In lines 01–06, Luo and Yan affiliate with each other in producing positive assessments of the boldness and versatility of the actress Zhang Ziyi. But in lines 07–12, Luo pivots his evaluative stance. He produces a qualified assessment that the actress plays particular types of characters with large internal conflicts well (l.07–08), thereby somehow disaligning with Yan’s prior assertion that ‘(she) can do any type of acting’ (l.03). In line 9, Luo makes a syntactically incomplete ‘off-record’ critical assessment of the performance of Zhang Ziyi in the specific movie that Luo and Yan recently watched. Syntactically incomplete assessments in Mandarin conversation have been documented to perform ‘off-record’ negative assessments (Li, 2016; see also Park and Kline, 2020 for a similar use in English), which can here possibly also be observed from Luo’s gaze aversion from Yan. Then, in lines 10–11, Yan asserts that the actress plays an ‘entirely’ minor role in the movie, possibly in an attempt to discard the idea that one could solidly judge the actress’ talents based on that one movie. The extreme-case formulation zhengge ‘entirely’ (Pomerantz, 1986; Whitehead, 2015) expresses Yan’s “unstated disagreement” with Luo (Pomerantz, 1984, p. 76). Immediately after Yan’s turn, Luo produces bu zhidao ‘(I) don’t know’ (l.12) followed by another negative assessment of the actress (ll. 12, 14, and 16). It is interesting that Luo averts her gaze from Yan already from line 03 on, possibly in a premonitory way to her subsequent verbally expressed disagreeing stance, which she builds up incrementally: During Yan’s turn in line 03, Luo shifts his gaze from Yan down at the mug on the table and keeps his gaze down during almost the entire sequence (Figure 1), lowering it further immediately after bu zhidao ‘(I) don’t know’ (Figure 2, l.12).

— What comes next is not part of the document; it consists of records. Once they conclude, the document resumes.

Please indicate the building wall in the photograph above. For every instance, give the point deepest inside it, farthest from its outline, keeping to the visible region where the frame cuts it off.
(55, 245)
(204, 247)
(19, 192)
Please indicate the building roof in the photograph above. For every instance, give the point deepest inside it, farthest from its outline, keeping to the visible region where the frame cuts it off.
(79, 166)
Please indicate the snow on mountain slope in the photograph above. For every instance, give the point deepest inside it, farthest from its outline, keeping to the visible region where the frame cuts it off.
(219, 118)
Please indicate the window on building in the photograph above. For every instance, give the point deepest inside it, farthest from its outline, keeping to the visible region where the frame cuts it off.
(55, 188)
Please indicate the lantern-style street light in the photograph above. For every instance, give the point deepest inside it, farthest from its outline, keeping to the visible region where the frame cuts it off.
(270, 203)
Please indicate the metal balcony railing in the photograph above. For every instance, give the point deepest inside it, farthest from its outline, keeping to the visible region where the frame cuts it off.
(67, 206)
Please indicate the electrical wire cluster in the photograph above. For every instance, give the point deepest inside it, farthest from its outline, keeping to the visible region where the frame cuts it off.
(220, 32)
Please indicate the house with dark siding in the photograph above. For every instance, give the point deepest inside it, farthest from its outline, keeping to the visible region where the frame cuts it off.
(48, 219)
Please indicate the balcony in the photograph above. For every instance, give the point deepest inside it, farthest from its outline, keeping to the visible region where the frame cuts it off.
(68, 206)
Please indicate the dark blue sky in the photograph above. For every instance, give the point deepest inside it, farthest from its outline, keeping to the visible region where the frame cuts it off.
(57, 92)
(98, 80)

So, here, Luo also seems to deploy bu zhidao ‘(I) don’t know’ (l.12) and a lack of mutual visual engagement with Yan (Figure 4) to project his disagreement with Yan’s immediately preceding assertion and the evaluative stance expressed therein (ll. 10–11).

In this section, we expanded our prior observations documenting that the focal assembly of gaze aversion plus IDK in turn-initial position represents a practice that can be found not only with the prototypical adjacency pair of the type question-answer, but also in a range of other action contexts, such as responses to proposals, assessments and informing – specifically informing that convey the speaker’s stance. The practice is hence deployed in locally functional ways across a range of sequence types. The excerpts cited have also shed further light on the trajectories of recipients’ gaze respective to the prior speaker and their own verbal conduct. They confirmed the consistent (re)turning of recipients gaze to the prior speaker toward the end of the responsive turn – even when participants are involved in multiactivity, such as playing a puzzle (ex. 10). The excerpts also showed that recipients’ gaze aversion from prior speakers typically occurs in the transition space or simultaneously with the response onset; only rarely does it occur during the preceding speaker’s turn, but in any case after the recognition point of the prior action, and hence of the conditionally relevant next action. The onset of such gaze conduct has practical interactional import: For instance, when it precedes the end of the sequence initial turn (ex. 10), it may be a way for respondents to project a dispreferred response in a premonitory way while circumventing overlap; when it occurs in the transition space while the recipient is unable to speak (e.g., while eating, ex. 8), it may be a way to warrant early projection of aspects of the incipient responsive action. In this sense, respondents can be seen to minutely assemble, on-line, their gaze conduct and their vocal conduct in locally functional ways for all practical purposes.

Discussion and Conclusion

In this paper we examined how an assembly of verbal and embodied conduct is related to one of the basic organizational principles of social interaction: preference organization. We documented a recurrent bimodal practice in which speakers deploy IDK in combination with gaze aversion in turn-initial position to project an incipient dispreferred response: Through this practice, speakers retroactively display resistance to the constraints set by and/or disagreement with the stance conveyed by the immediately preceding action, and prospectively project a dispreferred response. We showed that this practice occurs across a diverse set of languages and a variety of sequence types. The findings call for further detailing based on a more extensive collections for some of the languages (namely: Romanian), and comparison across a larger set of languages, and specifically of culturally more diverse participant groups: Despite the diverse language (sub-)families represented in this study, all of our data stem from post-industrial societies. With these limitations in mind, we spell out, in the following paragraphs, some implications of our findings.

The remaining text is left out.